By the late 70s John Waters was in danger of painting himself into a filmic corner. There wasn’t too much left for him to do in terms of cinematic grossness, and he was inevitably going to start running up against the law of diminishing returns. In 1981 he found the answer to this conundrum by veering sharply towards the mainstream with Polyester.
That’s not to say that Polyester can be described as a mainstream film. It’s still a low-budget production, and there’s still a fair amount of grossness. And a great deal of outrageousness and grotesquerie. But there’s also a coherent plot, and real characters.
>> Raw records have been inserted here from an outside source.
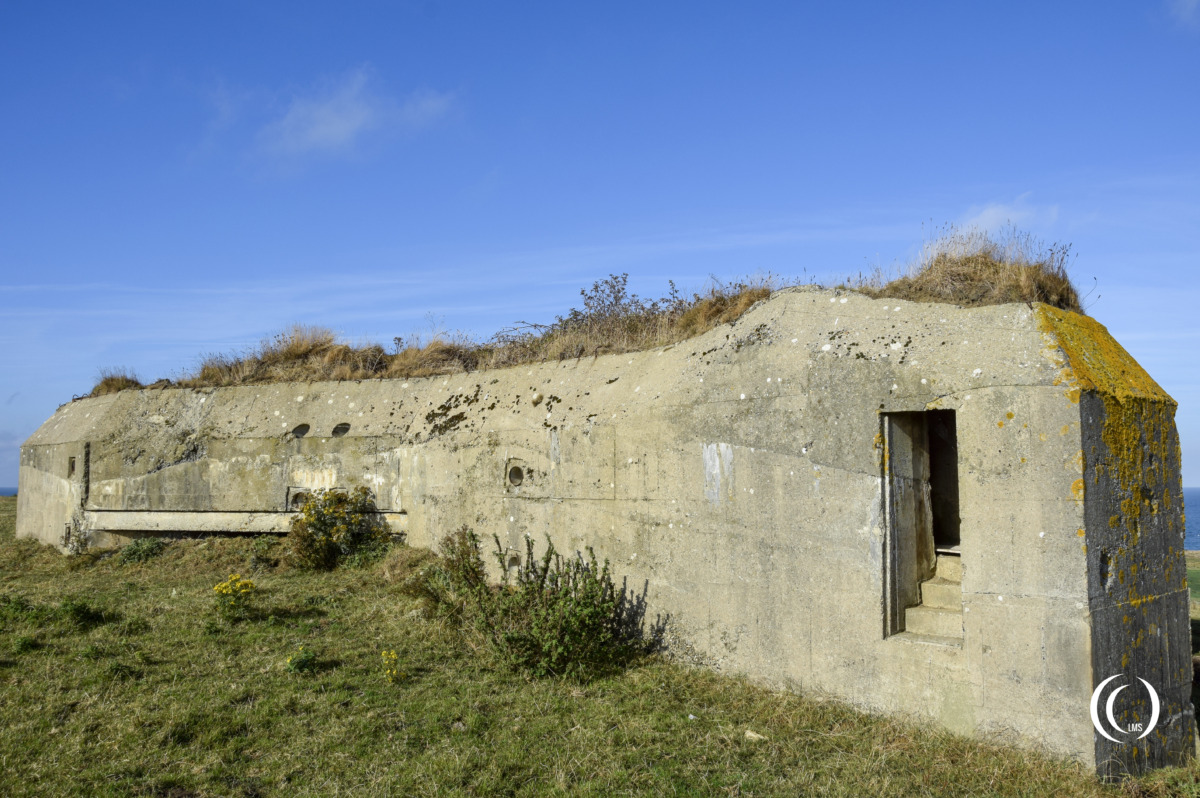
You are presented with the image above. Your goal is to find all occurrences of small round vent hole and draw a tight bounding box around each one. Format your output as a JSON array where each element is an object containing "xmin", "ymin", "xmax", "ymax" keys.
[
  {"xmin": 508, "ymin": 466, "xmax": 524, "ymax": 486},
  {"xmin": 292, "ymin": 423, "xmax": 310, "ymax": 438},
  {"xmin": 331, "ymin": 422, "xmax": 351, "ymax": 438}
]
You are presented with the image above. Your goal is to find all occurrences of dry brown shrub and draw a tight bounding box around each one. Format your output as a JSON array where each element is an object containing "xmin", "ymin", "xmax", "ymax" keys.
[
  {"xmin": 89, "ymin": 368, "xmax": 142, "ymax": 396},
  {"xmin": 379, "ymin": 545, "xmax": 437, "ymax": 583},
  {"xmin": 321, "ymin": 344, "xmax": 353, "ymax": 367},
  {"xmin": 258, "ymin": 324, "xmax": 336, "ymax": 365},
  {"xmin": 677, "ymin": 286, "xmax": 772, "ymax": 337},
  {"xmin": 386, "ymin": 339, "xmax": 478, "ymax": 379},
  {"xmin": 858, "ymin": 225, "xmax": 1082, "ymax": 313},
  {"xmin": 90, "ymin": 274, "xmax": 784, "ymax": 394}
]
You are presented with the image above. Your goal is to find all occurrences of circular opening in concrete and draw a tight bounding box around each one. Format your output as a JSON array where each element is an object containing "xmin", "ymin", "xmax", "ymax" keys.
[
  {"xmin": 292, "ymin": 423, "xmax": 310, "ymax": 438},
  {"xmin": 507, "ymin": 555, "xmax": 520, "ymax": 572},
  {"xmin": 291, "ymin": 492, "xmax": 311, "ymax": 510},
  {"xmin": 507, "ymin": 466, "xmax": 524, "ymax": 486},
  {"xmin": 331, "ymin": 423, "xmax": 351, "ymax": 438}
]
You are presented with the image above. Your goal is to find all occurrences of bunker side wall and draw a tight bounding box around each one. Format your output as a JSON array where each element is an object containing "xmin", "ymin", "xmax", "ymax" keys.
[
  {"xmin": 1082, "ymin": 392, "xmax": 1192, "ymax": 776},
  {"xmin": 17, "ymin": 443, "xmax": 80, "ymax": 549},
  {"xmin": 15, "ymin": 291, "xmax": 1101, "ymax": 762}
]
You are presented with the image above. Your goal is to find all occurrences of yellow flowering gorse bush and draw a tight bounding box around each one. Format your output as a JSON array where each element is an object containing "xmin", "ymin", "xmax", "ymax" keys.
[
  {"xmin": 212, "ymin": 574, "xmax": 257, "ymax": 621},
  {"xmin": 289, "ymin": 486, "xmax": 390, "ymax": 570},
  {"xmin": 381, "ymin": 649, "xmax": 406, "ymax": 683},
  {"xmin": 285, "ymin": 644, "xmax": 317, "ymax": 673}
]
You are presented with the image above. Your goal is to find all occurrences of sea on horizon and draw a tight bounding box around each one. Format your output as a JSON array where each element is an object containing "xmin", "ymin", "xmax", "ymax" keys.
[{"xmin": 1184, "ymin": 487, "xmax": 1200, "ymax": 552}]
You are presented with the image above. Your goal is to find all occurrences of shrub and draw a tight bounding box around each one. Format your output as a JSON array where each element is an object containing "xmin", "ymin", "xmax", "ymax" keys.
[
  {"xmin": 288, "ymin": 487, "xmax": 391, "ymax": 570},
  {"xmin": 57, "ymin": 598, "xmax": 109, "ymax": 629},
  {"xmin": 399, "ymin": 525, "xmax": 488, "ymax": 623},
  {"xmin": 381, "ymin": 649, "xmax": 406, "ymax": 683},
  {"xmin": 285, "ymin": 644, "xmax": 317, "ymax": 674},
  {"xmin": 0, "ymin": 595, "xmax": 112, "ymax": 631},
  {"xmin": 91, "ymin": 274, "xmax": 783, "ymax": 393},
  {"xmin": 118, "ymin": 537, "xmax": 167, "ymax": 565},
  {"xmin": 404, "ymin": 526, "xmax": 651, "ymax": 679},
  {"xmin": 0, "ymin": 594, "xmax": 35, "ymax": 623},
  {"xmin": 11, "ymin": 635, "xmax": 37, "ymax": 654},
  {"xmin": 247, "ymin": 535, "xmax": 280, "ymax": 571},
  {"xmin": 212, "ymin": 574, "xmax": 257, "ymax": 622},
  {"xmin": 857, "ymin": 224, "xmax": 1082, "ymax": 313},
  {"xmin": 89, "ymin": 367, "xmax": 142, "ymax": 397}
]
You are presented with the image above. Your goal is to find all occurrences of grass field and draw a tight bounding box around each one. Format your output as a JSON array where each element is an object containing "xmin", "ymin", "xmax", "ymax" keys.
[{"xmin": 1, "ymin": 496, "xmax": 1198, "ymax": 797}]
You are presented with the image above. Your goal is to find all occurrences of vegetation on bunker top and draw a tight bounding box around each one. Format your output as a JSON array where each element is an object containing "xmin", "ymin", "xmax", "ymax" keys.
[{"xmin": 88, "ymin": 226, "xmax": 1084, "ymax": 397}]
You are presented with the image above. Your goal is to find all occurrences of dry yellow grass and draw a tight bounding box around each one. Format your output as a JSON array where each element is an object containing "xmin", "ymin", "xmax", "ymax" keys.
[
  {"xmin": 856, "ymin": 224, "xmax": 1082, "ymax": 313},
  {"xmin": 87, "ymin": 228, "xmax": 1087, "ymax": 397},
  {"xmin": 90, "ymin": 275, "xmax": 781, "ymax": 394},
  {"xmin": 88, "ymin": 367, "xmax": 142, "ymax": 397}
]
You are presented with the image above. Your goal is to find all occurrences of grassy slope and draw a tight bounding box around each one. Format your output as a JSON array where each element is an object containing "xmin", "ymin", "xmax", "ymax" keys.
[{"xmin": 0, "ymin": 497, "xmax": 1195, "ymax": 797}]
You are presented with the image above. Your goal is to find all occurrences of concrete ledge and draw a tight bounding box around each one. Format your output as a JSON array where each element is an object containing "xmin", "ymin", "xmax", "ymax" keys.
[{"xmin": 84, "ymin": 510, "xmax": 408, "ymax": 535}]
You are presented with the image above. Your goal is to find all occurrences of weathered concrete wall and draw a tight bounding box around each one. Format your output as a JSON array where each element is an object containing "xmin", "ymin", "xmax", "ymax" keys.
[
  {"xmin": 1037, "ymin": 307, "xmax": 1192, "ymax": 776},
  {"xmin": 17, "ymin": 286, "xmax": 1193, "ymax": 773}
]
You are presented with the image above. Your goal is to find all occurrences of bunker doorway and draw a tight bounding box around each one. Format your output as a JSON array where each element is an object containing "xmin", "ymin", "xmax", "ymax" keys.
[{"xmin": 883, "ymin": 410, "xmax": 962, "ymax": 637}]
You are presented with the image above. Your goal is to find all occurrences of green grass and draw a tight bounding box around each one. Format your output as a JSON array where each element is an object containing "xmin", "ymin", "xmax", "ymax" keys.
[{"xmin": 0, "ymin": 496, "xmax": 1196, "ymax": 797}]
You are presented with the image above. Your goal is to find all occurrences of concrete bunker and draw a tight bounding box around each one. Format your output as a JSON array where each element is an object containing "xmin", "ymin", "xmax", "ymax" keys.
[{"xmin": 15, "ymin": 286, "xmax": 1192, "ymax": 776}]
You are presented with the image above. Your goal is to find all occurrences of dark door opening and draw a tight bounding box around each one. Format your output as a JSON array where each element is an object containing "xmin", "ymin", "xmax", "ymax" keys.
[
  {"xmin": 926, "ymin": 410, "xmax": 960, "ymax": 552},
  {"xmin": 883, "ymin": 409, "xmax": 961, "ymax": 635}
]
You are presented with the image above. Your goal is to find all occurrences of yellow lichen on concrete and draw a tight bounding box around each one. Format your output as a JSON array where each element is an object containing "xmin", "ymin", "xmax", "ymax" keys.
[
  {"xmin": 1037, "ymin": 304, "xmax": 1178, "ymax": 512},
  {"xmin": 1036, "ymin": 305, "xmax": 1173, "ymax": 404}
]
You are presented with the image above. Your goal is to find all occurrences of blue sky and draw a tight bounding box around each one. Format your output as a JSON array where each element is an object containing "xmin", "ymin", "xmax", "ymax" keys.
[{"xmin": 1, "ymin": 1, "xmax": 1198, "ymax": 487}]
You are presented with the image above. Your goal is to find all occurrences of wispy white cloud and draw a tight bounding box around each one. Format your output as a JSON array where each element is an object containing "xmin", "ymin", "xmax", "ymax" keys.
[
  {"xmin": 257, "ymin": 67, "xmax": 453, "ymax": 158},
  {"xmin": 1168, "ymin": 0, "xmax": 1200, "ymax": 27},
  {"xmin": 959, "ymin": 192, "xmax": 1059, "ymax": 232},
  {"xmin": 194, "ymin": 82, "xmax": 242, "ymax": 149},
  {"xmin": 397, "ymin": 89, "xmax": 455, "ymax": 129}
]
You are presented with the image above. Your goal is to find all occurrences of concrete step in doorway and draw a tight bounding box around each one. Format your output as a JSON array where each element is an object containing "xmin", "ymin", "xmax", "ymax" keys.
[{"xmin": 904, "ymin": 550, "xmax": 963, "ymax": 641}]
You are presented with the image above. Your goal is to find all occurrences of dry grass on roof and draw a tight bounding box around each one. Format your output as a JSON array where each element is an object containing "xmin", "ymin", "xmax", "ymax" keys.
[
  {"xmin": 88, "ymin": 274, "xmax": 781, "ymax": 396},
  {"xmin": 86, "ymin": 226, "xmax": 1088, "ymax": 398},
  {"xmin": 89, "ymin": 367, "xmax": 143, "ymax": 396},
  {"xmin": 855, "ymin": 224, "xmax": 1083, "ymax": 314}
]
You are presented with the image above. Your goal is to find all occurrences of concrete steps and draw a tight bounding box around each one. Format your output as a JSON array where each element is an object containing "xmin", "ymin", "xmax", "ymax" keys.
[
  {"xmin": 920, "ymin": 577, "xmax": 962, "ymax": 610},
  {"xmin": 904, "ymin": 605, "xmax": 964, "ymax": 638},
  {"xmin": 934, "ymin": 552, "xmax": 962, "ymax": 582},
  {"xmin": 903, "ymin": 552, "xmax": 963, "ymax": 641}
]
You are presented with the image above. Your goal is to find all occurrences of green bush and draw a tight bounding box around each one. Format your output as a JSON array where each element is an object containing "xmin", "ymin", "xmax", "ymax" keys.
[
  {"xmin": 405, "ymin": 526, "xmax": 651, "ymax": 679},
  {"xmin": 118, "ymin": 538, "xmax": 167, "ymax": 565},
  {"xmin": 288, "ymin": 487, "xmax": 391, "ymax": 570},
  {"xmin": 285, "ymin": 644, "xmax": 317, "ymax": 674}
]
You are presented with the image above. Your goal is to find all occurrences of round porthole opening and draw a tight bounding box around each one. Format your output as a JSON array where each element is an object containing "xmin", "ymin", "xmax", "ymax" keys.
[
  {"xmin": 507, "ymin": 466, "xmax": 524, "ymax": 486},
  {"xmin": 292, "ymin": 423, "xmax": 310, "ymax": 438},
  {"xmin": 291, "ymin": 492, "xmax": 311, "ymax": 510},
  {"xmin": 331, "ymin": 422, "xmax": 351, "ymax": 438}
]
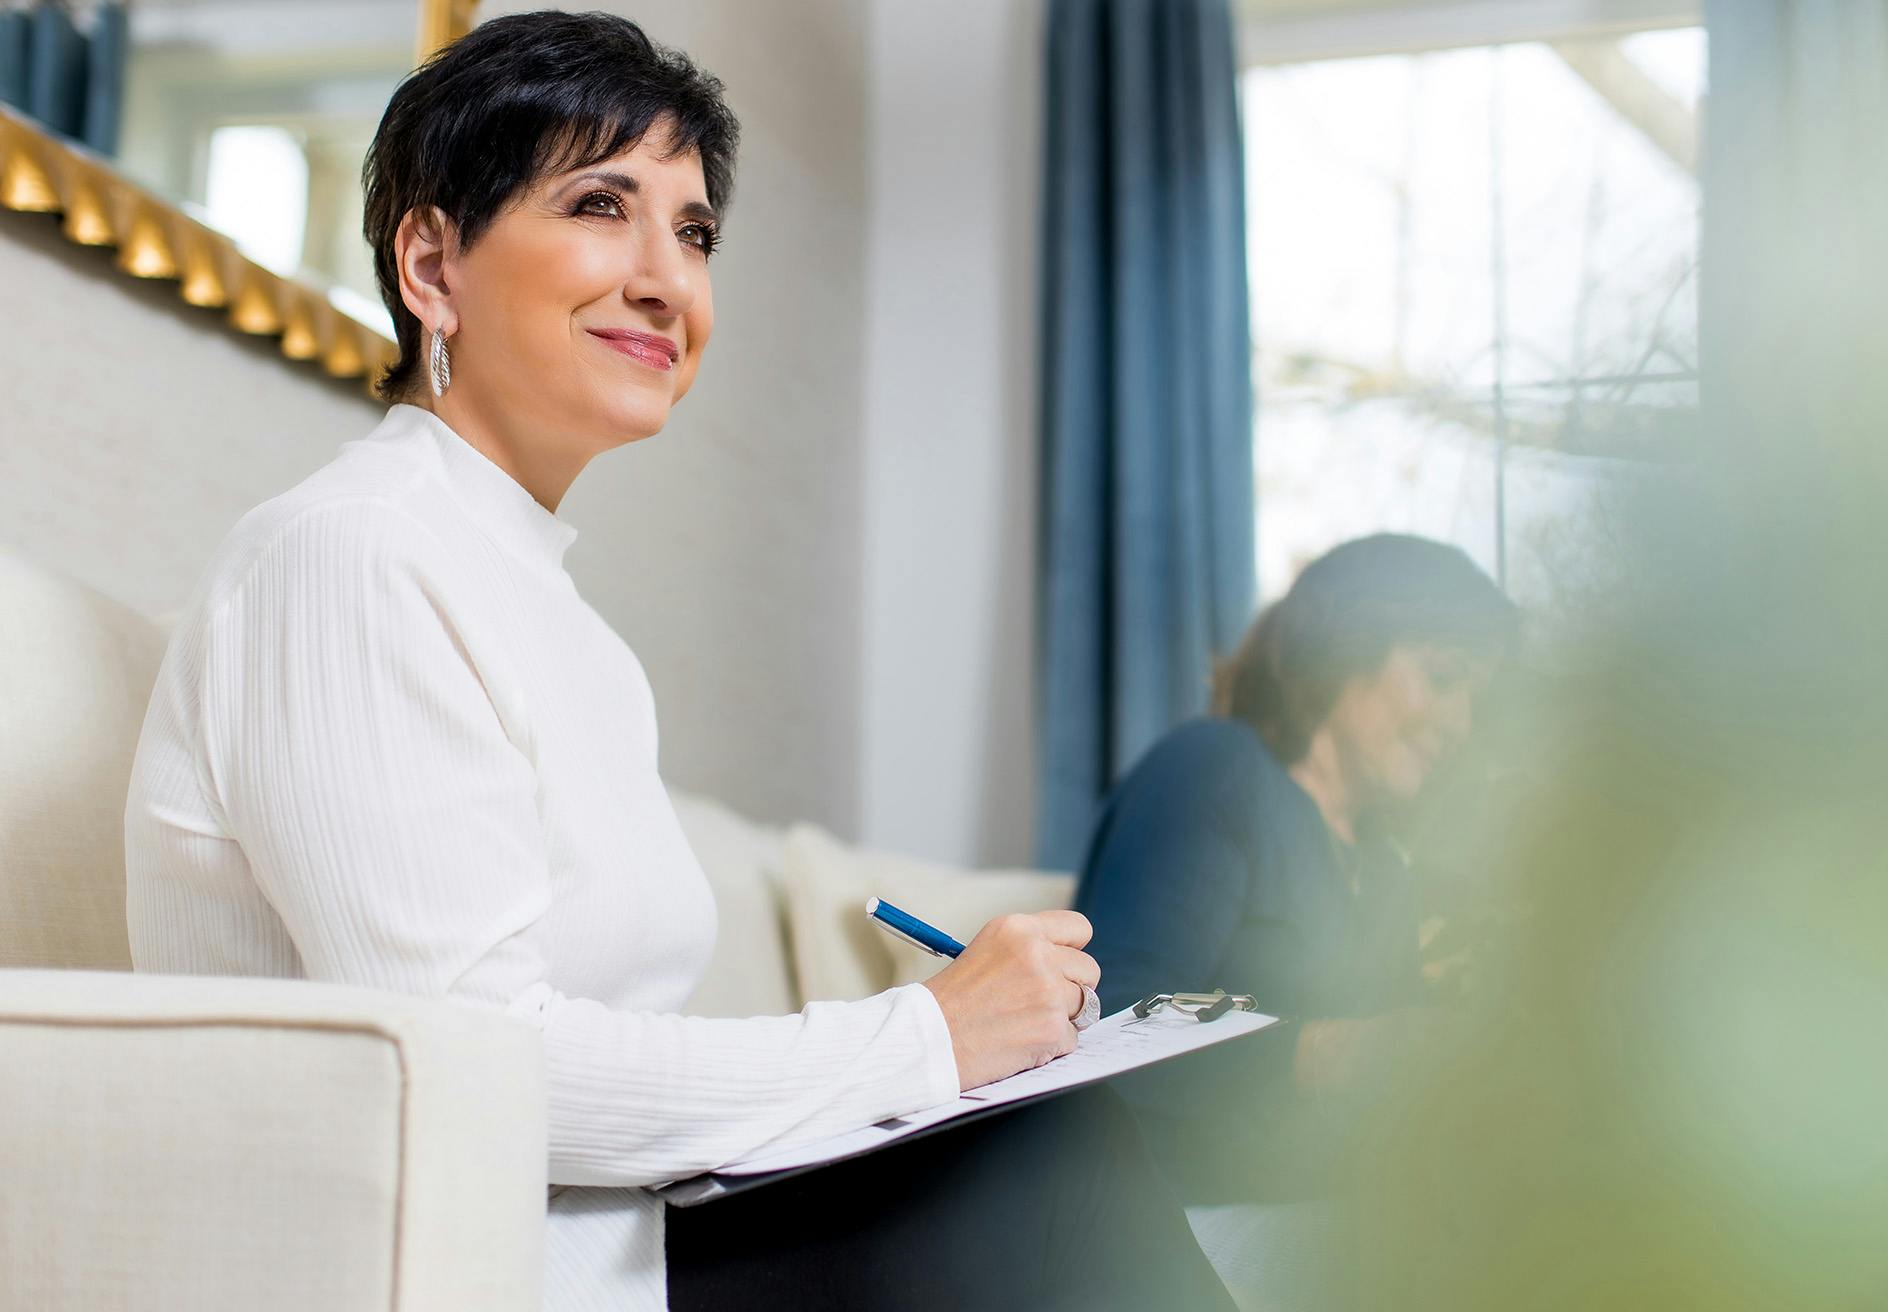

And not just real characters, but characters we can care about, in a twisted sort of way. There’s even actual acting. It’s a movie that gives the impression of having been made from a written script.
Divine is suburban housewife Francise Fishpaw. Francine wants to love the American Dream, and be accepted by her neighbours. Unfortunately that isn’t likely to happen, since her husband Elmer runs the local porno movie theatre. The Fishpaw residence is the target of noisy demonstrations by the self-appointed guardians of public morality, demanding family entertainment instead of the fleshly delights currently being offered by Elmer’s movie house.
The Fishpaw’s two teenage children are also a source of anxiety. The son, Dexter, is a devotee of both glue-sniffing and foot fetishism. He is in fact the notorious Baltimore Foot Stomper, who has been terrorising the women of this fair city by stomping on their high heel-clad feet. Daughter Lu-Lu also indulges in glue-sniffing and is dating a punk rocker. She is also proudly looking forward to her first abortion. Francine has enough worries with her two offspring, but her world really starts to fall apart when she discovers her husband’s affair with his secretary Sandra (Mink Stole looking more outrageous than ever in a Bo Derek hairdo). Francine’s mother is also helping herself to Francine’s money. Francine takes refuge in alcoholism, until one day she meets a gorgeous if somewhat ageing stud (played with gusto by 50s heart-throb Tab Hunter) at a traffic accident. Is Francine’s luck finally changing for the better? Well, maybe not.
The movie was famous for having been filmed in Odorama, with theatre patrons being supplied with scratch and sniff cards to be used at important points in the movie. This was an obvious tribute to one of Waters’ cinematic idols, William Caste, the famous B-movie producer known as the King of the Gimmicks. In fact the biggest inspiration for Polyester comes from another of Waters’ idols, the great Douglas Sirk. If you can imagine one of Sirk’s sumptuous Technicolor melodramas from the 50s but with a 300-pound drag queen as the female lead, you have an idea of what to expect from Polyester. On a miniscule budget Waters does a surprisingly good job of evoking the look and the feel of Sirk’s movies.
The biggest revelation though was that Divine could act. He makes a perfect Douglas Sirk melodrama star! The acting in general is bizarre but extremely effective, with Waters regulars Mink Stole and Edith Massey (as Francine’s best friend Cuddles Kovinsky) both extremely good. Ken King as Dexter and Mary Garlington as Lu-Lu are wonderfully over-the-top. Lu-Lu’s constant dancing is terrific. Both children eventually reform, and are even more disturbing after their reformations! Lu-Lu becomes a hippie and credits macrame with saving her life after she had fallen into the hands of crazed pro-life nuns and had suffered a miscarriage brought on by the constant hayrides to which the nuns subjected their captive unwed mothers-to-be.
The DVD includes a commentary track by John Waters, and like all his commentary tracks it’s immensely entertaining.
Polyester gave Waters his first real taste of commercial success and it’s a perfect mix of his trademark outrageously confrontational style with the odd warmth and the sympathetic portrayal of outsiders that make his later more mainstream movies so appealing. And it’s non-stop fun.